A chip photograph of the Generic Address Generator can be seen in figure 4. It has been fabricated in a 1.0 Ám CMOS standard cell process at European Silicon Structures (ES2). The circuit contains 6821 standard cells, being equivalent to 126702 transistors, excluding the RAM. The macro-block in the upper left corner is the 256 word Address Instruction RAM. The die size is 8.3 by 7.4 mm2, including the pads. It is housed in a 101 pin PGA package and operates at 20 MHz. Spending additional efforts in the place and route process and inserting some more stages to the pipeline, higher operation frequencies will be possible.
For all scan patterns, the stepwidths can be chosen arbitrarily in the range of 1 to 65536. They have been reduced to one for the more complex patterns only for compactness of the presentation. And since both dimensions are completely symmetric, all variations of the scan patterns, where x and y dimension are interchanged, are valid scan patterns as well. Even the interleaved video-scan in figure 5c, where the odd x positions are visited first and the even ones next before proceeding with the next line can be changed e.g. to a pattern, where first the odd and then the even lines are processed, like an interlaced video display does. The data dependent scan patterns in figure 5f and g can be handled with little overhead, because the data manipulating devices only have to signal the sign bits of the single step vectors, using the programmed stepwidths of the Generic Address Generator. This simplifies curve following and Lee routing applications as examples of algorithms requiring nearest neighbour data dependent processing. Furthermore, the arbitrary sequence of addresses programmable in the Memory Address Generator allows to produce any scan pattern made up of up to 250 references to addresses in a 64 by 64 words wide area.

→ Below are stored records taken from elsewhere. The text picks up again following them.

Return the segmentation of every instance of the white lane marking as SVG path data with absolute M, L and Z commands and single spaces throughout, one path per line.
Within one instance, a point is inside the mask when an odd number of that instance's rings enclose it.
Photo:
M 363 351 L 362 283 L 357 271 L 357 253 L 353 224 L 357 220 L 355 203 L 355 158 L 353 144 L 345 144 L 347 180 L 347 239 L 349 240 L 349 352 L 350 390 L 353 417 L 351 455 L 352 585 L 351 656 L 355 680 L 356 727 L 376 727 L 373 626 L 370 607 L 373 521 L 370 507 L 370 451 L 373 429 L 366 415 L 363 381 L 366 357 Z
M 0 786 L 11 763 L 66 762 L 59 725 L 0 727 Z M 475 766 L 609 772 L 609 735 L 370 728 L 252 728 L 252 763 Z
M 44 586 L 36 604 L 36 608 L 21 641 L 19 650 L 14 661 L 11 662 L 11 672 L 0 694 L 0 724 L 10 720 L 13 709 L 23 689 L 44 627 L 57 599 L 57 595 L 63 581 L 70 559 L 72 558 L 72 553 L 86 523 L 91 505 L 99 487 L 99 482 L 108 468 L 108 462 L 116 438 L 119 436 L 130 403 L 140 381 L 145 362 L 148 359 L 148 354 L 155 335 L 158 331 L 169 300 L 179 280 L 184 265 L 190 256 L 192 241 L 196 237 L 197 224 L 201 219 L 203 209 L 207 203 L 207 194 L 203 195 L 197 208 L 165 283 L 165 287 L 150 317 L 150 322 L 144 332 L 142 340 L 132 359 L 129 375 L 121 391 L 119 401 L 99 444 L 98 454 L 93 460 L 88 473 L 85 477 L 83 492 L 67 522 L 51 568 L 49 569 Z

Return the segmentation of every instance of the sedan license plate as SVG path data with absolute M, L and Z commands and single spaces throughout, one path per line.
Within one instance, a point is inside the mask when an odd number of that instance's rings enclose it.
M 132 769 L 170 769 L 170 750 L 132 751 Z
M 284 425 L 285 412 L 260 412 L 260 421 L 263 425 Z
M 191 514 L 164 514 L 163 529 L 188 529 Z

This includes all scan patterns required for the JPEG compression algorithm, which operates on blocks of 64 data words in an eight by eight array organization.
The first Generic Address Generator computes the address sequence for the image preprocessing hardware, which performs an edge detection (e.g. by applying a two-dimensional FIR filter with appropriate weights). The pixels are read directly from the sensor array in the order which is important to the selected algorithm. The second Generic Address Generator reads the resulting edge enhanced image from the preprocessing hardware and stores it into a dual-ported data memory. There a general-purpose CPU or a digital signal processor may perform the image analysis tasks, where the edges have to be combined to objects. These are identified to detect obstacles, like the approaching car, and the borders of the street, for example. Since these algorithms do not reveal address patterns known at compile time, they can be handled with less overhead by a von Neumann style processor than by an address generator.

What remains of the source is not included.